A more interesting example is the primality test C(x, n) := (x^n = x (mod n)). This circuit is 1 whenever n is a prime, but it can also be 1 “by coincidence” e.g if n is a Carmichael number. (Such coincidences are rare and look nothing like n being close to prime.)
In every case I’m aware of where there are two clearly distinct mechanisms, there is also an efficient probabilistic algorithm for distinguishing those mechanisms (i.e. an algorithm for distinguishing cases where C(x) = 1 due to mechanism A from cases where C(x) = 1 due to mechanism B). I am extremely interested in counterexamples to that general principle.
For example, a priori it seems like it could have turned out that (x^n = x (mod n)) is a good probabilistic primality test, but there is no efficient probabilistic test for distinguishing primes from Carmichael numbers. That would have been a convincing counterexample. But it turns out that testing primality is easy, and in fact we can make a simple tweak to this very probabilistic primality test so that it doesn’t get fooled by Carmichael numbers. But is that an incidental fact about number theory, or once we found a probabilistic primality test was it inevitable that it could be strengthened in this way?
Here are some other illustrative cases:
Suppose that C(x) uses x to initialize a 1000 x 1000 square in the middle of a 10,000 x 10,000 game of life grid. Then we simulate it for a million steps, and C(x) = 1 if any cell on the rightmost edge of the grid is ever alive. It’s very easy to look at the grid and distinguish the cases where C(x) = 1 because a glider is created that heads to the right side of the grid, from the much rarer cases where C(x) = 1 for any other reason (e.g. a medium weight spaceship).

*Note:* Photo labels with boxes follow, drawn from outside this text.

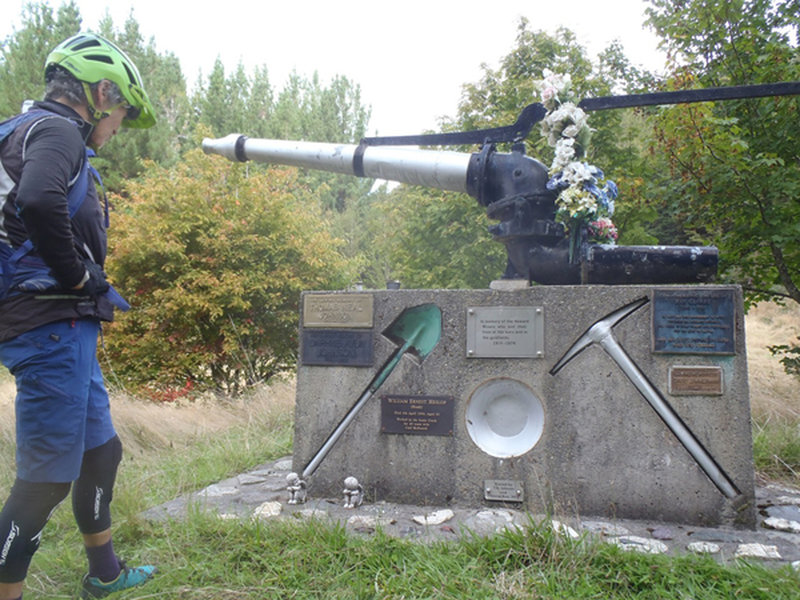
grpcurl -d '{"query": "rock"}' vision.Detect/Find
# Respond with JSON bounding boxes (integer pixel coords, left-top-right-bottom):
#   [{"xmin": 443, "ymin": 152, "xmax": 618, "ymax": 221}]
[
  {"xmin": 550, "ymin": 520, "xmax": 580, "ymax": 540},
  {"xmin": 762, "ymin": 517, "xmax": 800, "ymax": 533},
  {"xmin": 238, "ymin": 473, "xmax": 267, "ymax": 485},
  {"xmin": 686, "ymin": 542, "xmax": 720, "ymax": 554},
  {"xmin": 694, "ymin": 529, "xmax": 744, "ymax": 544},
  {"xmin": 774, "ymin": 496, "xmax": 800, "ymax": 506},
  {"xmin": 197, "ymin": 483, "xmax": 239, "ymax": 498},
  {"xmin": 411, "ymin": 508, "xmax": 455, "ymax": 525},
  {"xmin": 610, "ymin": 535, "xmax": 669, "ymax": 554},
  {"xmin": 581, "ymin": 521, "xmax": 630, "ymax": 537},
  {"xmin": 253, "ymin": 502, "xmax": 283, "ymax": 519},
  {"xmin": 650, "ymin": 527, "xmax": 674, "ymax": 541},
  {"xmin": 347, "ymin": 515, "xmax": 395, "ymax": 533},
  {"xmin": 764, "ymin": 505, "xmax": 800, "ymax": 521},
  {"xmin": 736, "ymin": 544, "xmax": 781, "ymax": 560},
  {"xmin": 293, "ymin": 508, "xmax": 328, "ymax": 519}
]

Suppose that X(x) is a pseudorandom sparse n x n matrix in some large finite field, and suppose that X is sparse enough that 1% of the time there are is no perfect matchings at all (i.e. there is no permutation sigma such that X[i, sigma(i)] != 0 for i=1,…,n). Define C(x) := (det(X(x)) = 0). We can distinguish the common case where det(X) = 0 because there are no perfect matchings in X from the extremely rare case where det(X) = 0 because there are multiple perfect matchings contributing to the determinant and they happen to all cancel out. These two cases are easy to distinguish by calculating det(X’) for another random matrix X’ with the same sparsity pattern as X. (Thanks to Dan Kane for calling my attention to this kind of example, and especially the harder version based on exact matchings.)
Suppose that C_0(x) := A(x) or B(x) and C(x) is an obfuscated version of C_0. Then there is an efficient discriminator: de-obfuscate the circuit and check whether A or B is true. Finding that discriminator given C is hard, but that’s not a violation of our general principle. That said, I would also be interested in a slightly stronger conjecture: not only is there always a discriminator, but it can always specified using roughly the same number of bits required to specify the circuit C. That’s true in this case, because the circuit C needs to bake in the secret key for the obfuscation, and so requires more bits than the discriminator.
If there don’t exist any convincing counterexamples to this principle, then I’m also very interested in understanding why—right now I don’t have any formal way of talking about this situation or seeing why discrimination should be possible in general. One very informal way of phrasing the “positive” problem: suppose I have a heuristic argument that C(x) often outputs 1 for random inputs x, and suppose that my heuristic argument appears to consider two cases A and B separately. Is there a generic way to either (i) find an efficient algorithm for distinguishing cases A and B, or else (ii) find an improved heuristic argument that unifies cases A and B, showing that they weren’t fundamentally separate mechanisms?